SAILING WITH BARB: Companion boats reduce risk when traveling in uncharted waters

Crrr-unch.

You will never forget the sound of your boat’s hull hitting the rocks. In an instant, the seabed beneath us went from 103 feet to five feet to zero. We watched the depth gauge as we slowly moved the boat forward to anchor in shallower water. So bang, bang, bang. Sudden and loud. Full stop. We tried to back out, but it was too late. Blocked. The keel has been taken. Now what?

We were in Belleisle Sound off Kingcome Inlet, a remote wilderness described by authors Anne and Laurence Yeadon-Jones. Dreamspeaker Guide to the Broughtons as “one of the most spectacular settings to drop anchor”. But at that time, nothing was more beautiful than the sight of our buddy boat, the MV K’adalawi, a 37-foot trawler helmed by our friend Jonathon Rothwell. Thanks to his skill and the engine power of the trawler, we were easily freed. To drop anchor elsewhere and reflect on some of the most unpleasant results if we had sailed alone.

It’s true – there is safety in numbers. Organizing a cruise with fellow boaters (affectionately known as buddy boats) is a convenient way to expand your horizons to new waters and develop your seamanship skills, while reducing some risk. Between four boats we shared things like route planning through the rapids to new anchorages and the culinary frontiers of sea asparagus. Either by yacht club membership or with family and friends, casually , buddy boats accompany all or part of the trip at their own expense, in their own boats, to help each other.

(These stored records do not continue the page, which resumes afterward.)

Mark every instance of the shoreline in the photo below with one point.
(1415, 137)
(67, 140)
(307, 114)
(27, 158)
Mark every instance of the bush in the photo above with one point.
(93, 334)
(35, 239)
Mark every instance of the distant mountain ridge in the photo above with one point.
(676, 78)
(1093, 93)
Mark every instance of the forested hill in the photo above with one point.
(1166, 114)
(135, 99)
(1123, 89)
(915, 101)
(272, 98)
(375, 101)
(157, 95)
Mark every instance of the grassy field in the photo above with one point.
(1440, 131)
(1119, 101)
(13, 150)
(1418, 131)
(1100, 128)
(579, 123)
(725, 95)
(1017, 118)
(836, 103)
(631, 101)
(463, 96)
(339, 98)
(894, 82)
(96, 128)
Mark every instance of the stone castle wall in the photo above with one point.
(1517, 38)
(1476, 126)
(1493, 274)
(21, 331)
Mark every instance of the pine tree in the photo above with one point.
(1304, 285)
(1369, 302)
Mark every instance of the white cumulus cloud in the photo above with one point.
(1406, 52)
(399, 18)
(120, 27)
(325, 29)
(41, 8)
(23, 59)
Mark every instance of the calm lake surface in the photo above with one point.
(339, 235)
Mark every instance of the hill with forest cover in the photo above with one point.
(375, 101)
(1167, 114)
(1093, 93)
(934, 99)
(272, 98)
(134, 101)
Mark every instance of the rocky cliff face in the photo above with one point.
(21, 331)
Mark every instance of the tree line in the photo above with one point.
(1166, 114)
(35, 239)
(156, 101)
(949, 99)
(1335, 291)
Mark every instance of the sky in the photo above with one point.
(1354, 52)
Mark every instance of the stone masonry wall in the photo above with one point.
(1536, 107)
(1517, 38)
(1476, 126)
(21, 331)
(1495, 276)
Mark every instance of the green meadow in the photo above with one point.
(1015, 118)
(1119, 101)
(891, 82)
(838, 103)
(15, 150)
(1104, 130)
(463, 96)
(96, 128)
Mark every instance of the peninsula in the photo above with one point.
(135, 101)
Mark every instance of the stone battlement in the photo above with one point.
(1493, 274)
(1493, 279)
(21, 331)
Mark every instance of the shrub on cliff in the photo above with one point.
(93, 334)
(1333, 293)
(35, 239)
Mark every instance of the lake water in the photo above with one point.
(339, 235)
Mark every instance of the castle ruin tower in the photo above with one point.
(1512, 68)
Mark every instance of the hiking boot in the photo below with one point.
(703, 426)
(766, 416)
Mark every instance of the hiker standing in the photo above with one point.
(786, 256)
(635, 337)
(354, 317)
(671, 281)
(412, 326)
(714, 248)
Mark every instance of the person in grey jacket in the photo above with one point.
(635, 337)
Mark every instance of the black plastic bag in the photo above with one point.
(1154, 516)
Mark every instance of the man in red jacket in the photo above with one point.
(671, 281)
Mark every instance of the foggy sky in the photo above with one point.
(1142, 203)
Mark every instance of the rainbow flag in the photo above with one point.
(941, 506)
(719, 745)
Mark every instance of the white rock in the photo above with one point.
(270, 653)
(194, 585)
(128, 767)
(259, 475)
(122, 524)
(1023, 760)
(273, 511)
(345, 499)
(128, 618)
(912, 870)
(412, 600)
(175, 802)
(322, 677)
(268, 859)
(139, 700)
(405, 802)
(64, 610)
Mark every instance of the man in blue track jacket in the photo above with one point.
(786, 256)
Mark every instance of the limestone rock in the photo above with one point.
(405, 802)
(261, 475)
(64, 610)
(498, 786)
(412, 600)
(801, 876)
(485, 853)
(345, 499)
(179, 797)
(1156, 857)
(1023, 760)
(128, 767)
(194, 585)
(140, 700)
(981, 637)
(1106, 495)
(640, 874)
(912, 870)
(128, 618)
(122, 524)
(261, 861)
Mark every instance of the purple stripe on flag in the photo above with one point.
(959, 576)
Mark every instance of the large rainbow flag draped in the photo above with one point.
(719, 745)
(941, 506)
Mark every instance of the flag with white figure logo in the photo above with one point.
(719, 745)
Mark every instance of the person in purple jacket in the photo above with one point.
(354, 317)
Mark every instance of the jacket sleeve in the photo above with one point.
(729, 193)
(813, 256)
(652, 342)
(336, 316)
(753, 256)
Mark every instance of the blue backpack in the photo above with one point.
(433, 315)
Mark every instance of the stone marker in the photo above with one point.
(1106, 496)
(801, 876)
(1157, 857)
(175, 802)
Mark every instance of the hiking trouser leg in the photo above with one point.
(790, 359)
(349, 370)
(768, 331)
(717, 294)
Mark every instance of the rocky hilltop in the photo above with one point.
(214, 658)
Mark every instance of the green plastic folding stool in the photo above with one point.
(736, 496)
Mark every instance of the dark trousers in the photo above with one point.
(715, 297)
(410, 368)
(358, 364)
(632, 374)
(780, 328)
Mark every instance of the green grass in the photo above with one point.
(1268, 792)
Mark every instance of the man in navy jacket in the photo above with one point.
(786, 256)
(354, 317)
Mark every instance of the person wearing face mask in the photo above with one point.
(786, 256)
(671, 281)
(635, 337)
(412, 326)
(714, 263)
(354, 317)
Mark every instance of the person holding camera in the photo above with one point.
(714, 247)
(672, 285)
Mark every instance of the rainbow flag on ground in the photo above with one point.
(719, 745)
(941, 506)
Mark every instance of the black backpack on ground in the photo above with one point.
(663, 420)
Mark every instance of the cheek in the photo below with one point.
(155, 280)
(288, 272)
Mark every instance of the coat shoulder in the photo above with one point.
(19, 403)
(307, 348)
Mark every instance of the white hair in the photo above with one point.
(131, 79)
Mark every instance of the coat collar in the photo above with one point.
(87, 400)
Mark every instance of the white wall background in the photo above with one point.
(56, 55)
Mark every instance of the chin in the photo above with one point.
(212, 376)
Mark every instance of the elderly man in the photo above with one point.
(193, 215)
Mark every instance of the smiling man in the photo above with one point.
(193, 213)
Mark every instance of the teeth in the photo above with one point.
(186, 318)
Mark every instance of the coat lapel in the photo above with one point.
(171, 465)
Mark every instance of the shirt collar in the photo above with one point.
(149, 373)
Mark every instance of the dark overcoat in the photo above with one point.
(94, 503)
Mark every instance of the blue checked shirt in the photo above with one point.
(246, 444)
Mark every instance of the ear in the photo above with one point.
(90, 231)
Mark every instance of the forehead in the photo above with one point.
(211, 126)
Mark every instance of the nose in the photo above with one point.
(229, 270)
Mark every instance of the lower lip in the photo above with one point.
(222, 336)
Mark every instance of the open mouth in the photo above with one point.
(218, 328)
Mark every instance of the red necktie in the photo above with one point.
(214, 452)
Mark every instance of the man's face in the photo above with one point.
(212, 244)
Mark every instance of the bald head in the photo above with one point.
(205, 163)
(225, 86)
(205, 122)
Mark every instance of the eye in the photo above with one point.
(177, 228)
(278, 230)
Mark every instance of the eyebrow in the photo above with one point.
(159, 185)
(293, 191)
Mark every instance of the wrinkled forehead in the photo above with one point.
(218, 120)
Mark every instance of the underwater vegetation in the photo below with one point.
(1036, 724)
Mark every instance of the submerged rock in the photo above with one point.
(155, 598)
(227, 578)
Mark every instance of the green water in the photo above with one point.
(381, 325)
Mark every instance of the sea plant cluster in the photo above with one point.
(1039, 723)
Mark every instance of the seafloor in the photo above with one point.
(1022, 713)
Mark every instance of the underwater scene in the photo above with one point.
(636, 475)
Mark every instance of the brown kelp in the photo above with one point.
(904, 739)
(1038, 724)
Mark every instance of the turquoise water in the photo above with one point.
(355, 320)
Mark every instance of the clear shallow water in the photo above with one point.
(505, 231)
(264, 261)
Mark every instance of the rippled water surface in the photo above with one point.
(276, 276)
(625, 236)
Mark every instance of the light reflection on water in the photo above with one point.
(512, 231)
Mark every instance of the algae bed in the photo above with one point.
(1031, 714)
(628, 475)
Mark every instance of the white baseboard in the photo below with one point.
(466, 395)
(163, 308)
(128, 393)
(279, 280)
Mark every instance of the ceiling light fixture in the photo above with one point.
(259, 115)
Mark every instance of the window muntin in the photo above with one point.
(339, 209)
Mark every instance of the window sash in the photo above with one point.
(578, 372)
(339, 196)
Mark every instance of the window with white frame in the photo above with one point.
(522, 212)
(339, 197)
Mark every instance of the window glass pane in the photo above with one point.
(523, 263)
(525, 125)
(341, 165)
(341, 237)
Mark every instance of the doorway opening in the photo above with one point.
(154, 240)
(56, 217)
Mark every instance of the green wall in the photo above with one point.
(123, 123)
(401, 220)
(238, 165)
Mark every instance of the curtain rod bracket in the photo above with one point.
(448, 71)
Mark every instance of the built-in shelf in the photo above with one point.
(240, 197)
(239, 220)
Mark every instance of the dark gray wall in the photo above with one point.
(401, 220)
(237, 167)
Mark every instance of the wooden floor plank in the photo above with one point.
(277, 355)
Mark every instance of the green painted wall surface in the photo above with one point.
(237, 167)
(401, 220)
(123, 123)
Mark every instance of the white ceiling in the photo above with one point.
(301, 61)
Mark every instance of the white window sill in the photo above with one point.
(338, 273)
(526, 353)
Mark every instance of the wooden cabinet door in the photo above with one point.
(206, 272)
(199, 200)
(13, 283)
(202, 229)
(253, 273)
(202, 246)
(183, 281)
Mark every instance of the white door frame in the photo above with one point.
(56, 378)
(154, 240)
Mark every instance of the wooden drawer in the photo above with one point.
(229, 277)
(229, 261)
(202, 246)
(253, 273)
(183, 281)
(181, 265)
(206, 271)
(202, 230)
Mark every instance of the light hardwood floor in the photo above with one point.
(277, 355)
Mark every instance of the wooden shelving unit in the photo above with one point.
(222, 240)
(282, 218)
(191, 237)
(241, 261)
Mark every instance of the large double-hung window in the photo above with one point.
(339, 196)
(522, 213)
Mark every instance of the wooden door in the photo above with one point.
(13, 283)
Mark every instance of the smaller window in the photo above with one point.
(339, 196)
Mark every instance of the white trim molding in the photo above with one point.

A more formal option for gaining seafaring experience is to join a “flotilla”, a term borrowed from the military to identify a smaller number of ships within a larger fleet. Do a web search for “guided flotilla” and you’ll find various local and international companies offering professionally guided excursions, some of which include charter boats, which vary in cost (i.e. $2,000 initially ) depending on plan options.

Our boat buddies not only pulled us off the rocks, but shared a pound of coffee, two trash bags, three hair ties, radar guidance in the fog, sausages with beans, and this in summary:

• Safety: extra hands for emergency help, sharing of tools and supplies if needed

• Learning: shared experience (good and bad) increases knowledge and confidence

• Buddies: the journey goes beyond and deeper than the boat that carries you.

Barb Thomson is a boating eenthusiast who regularly writes columns for the Comox Valley Record.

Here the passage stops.